The 1999 opinion, known as JC-0107, arose from an official request by a state senator. The question concerned whether a recent court ruling prevented public universities from considering race when awarding student financial assistance. At the time, the issue was pending before the U.S. Court of Appeals for the Fifth Circuit. Cornyn advised universities to wait for the court’s resolution before drawing broad conclusions.
Consistency With Past Attorney General Practice
Deferring to the courts when legal issues are actively being litigated is not unique to Cornyn’s tenure. Paxton himself has followed the same approach during his 12 years as attorney general.
In 2016, for example, Paxton declined to issue an opinion on the statutory definition of “ballot image” after a district attorney requested guidance. The issue was pending in court, and Paxton wrote at the time that declining to answer questions subject to ongoing litigation was a “long-standing policy” of the attorney general’s office. He emphasized that determining a law’s meaning or constitutionality ultimately belongs to the courts and that attorney general opinions are advisory only.
This history has prompted questions about why Paxton chose to issue an unsolicited opinion now, particularly one addressing matters that have been extensively litigated at both the state and federal levels.
Cornyn’s Response
Cornyn responded quickly to Paxton’s criticism, arguing that there was nothing for Paxton to “overrule” because the 1999 guidance was effectively withdrawn due to pending litigation. He stated that his approach was later validated when the Supreme Court held that race cannot be used in college admissions.
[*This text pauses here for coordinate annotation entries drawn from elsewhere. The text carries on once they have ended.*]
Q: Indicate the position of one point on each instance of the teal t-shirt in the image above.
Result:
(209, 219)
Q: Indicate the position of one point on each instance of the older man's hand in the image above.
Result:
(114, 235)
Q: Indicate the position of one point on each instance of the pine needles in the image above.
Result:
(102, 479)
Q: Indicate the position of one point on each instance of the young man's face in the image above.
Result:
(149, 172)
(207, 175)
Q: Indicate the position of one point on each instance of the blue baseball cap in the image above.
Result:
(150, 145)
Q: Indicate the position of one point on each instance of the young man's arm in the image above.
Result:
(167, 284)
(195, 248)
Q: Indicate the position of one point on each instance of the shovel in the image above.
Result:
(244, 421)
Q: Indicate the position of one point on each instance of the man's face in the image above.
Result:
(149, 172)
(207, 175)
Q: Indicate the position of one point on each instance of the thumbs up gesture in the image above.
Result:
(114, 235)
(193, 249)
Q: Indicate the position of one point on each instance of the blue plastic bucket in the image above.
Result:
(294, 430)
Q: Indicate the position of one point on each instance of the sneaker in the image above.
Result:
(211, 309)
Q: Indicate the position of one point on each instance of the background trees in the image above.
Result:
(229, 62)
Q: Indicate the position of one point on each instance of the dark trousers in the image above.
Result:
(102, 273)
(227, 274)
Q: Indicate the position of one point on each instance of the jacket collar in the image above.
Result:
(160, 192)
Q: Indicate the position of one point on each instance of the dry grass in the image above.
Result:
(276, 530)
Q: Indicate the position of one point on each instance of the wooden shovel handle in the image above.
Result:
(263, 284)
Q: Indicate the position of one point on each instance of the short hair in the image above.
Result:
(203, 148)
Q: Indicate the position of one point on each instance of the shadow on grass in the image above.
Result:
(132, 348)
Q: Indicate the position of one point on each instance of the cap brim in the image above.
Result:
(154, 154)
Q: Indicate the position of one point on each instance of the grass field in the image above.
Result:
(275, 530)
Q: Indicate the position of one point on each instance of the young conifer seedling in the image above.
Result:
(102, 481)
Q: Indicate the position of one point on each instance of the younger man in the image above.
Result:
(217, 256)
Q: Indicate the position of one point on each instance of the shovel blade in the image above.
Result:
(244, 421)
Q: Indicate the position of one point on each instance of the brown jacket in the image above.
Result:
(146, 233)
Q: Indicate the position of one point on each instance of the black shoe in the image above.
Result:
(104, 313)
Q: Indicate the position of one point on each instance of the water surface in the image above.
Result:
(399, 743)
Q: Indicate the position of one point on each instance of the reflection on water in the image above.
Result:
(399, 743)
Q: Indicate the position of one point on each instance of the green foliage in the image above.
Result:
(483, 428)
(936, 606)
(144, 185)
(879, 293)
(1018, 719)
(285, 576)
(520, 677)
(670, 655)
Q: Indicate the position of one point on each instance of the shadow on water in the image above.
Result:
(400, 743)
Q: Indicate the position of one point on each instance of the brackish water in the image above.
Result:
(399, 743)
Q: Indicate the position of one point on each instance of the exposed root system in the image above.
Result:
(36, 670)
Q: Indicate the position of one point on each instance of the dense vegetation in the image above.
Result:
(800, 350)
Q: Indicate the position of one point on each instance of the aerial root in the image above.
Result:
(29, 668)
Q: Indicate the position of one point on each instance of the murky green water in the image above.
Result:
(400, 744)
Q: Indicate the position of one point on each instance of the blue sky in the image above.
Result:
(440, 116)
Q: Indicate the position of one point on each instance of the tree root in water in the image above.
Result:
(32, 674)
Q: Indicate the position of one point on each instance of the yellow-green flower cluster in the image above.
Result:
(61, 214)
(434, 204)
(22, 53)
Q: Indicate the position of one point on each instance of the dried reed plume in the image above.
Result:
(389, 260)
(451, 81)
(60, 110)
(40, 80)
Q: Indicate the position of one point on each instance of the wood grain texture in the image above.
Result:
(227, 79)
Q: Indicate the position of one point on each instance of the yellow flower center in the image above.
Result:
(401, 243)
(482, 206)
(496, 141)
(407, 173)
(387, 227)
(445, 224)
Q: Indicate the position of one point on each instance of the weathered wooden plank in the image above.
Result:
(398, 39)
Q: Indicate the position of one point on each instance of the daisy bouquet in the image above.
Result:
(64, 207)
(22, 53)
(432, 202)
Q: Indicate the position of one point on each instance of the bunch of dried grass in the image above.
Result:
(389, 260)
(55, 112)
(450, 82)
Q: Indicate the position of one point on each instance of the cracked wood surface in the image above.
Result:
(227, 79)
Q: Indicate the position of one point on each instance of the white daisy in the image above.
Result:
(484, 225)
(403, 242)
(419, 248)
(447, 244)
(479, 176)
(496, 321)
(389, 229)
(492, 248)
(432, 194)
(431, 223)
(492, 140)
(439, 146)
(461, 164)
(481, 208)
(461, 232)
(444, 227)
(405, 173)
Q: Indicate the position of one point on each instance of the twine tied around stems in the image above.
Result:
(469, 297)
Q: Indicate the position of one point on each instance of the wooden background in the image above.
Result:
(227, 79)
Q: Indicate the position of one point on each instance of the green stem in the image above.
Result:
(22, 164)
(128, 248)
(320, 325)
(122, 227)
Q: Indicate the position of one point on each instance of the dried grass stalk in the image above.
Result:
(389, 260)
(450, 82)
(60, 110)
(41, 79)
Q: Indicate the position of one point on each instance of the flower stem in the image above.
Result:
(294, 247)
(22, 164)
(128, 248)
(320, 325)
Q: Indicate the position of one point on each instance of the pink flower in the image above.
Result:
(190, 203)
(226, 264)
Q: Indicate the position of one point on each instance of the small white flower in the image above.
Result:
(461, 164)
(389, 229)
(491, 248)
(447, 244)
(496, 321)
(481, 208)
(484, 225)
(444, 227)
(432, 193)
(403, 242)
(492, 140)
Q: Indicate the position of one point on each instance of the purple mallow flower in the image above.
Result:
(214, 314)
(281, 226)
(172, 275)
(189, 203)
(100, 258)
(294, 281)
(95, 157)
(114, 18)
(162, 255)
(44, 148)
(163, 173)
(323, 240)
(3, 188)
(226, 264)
Cornyn also accused Paxton of misusing the attorney general’s office for political purposes and suggested the opinion could amount to an improper campaign activity, given Paxton’s declared challenge for Cornyn’s Senate seat.
Legal Effect and Broader Implications
Despite the sweeping language used in KP-0505, the opinion does not invalidate any law or policy on its own. Attorney general opinions do not carry enforcement power, and state agencies, universities, and private entities are not legally bound to follow them. Any determination that a statute or policy is unconstitutional must come from a court.
Still, such opinions can influence agency behavior, legislative debates, and future litigation strategies. By issuing a broad, unsolicited opinion that blends legal analysis with political criticism, Paxton has sparked debate not only over DEI policies but also over the proper role of the attorney general and the boundary between legal guidance and political advocacy.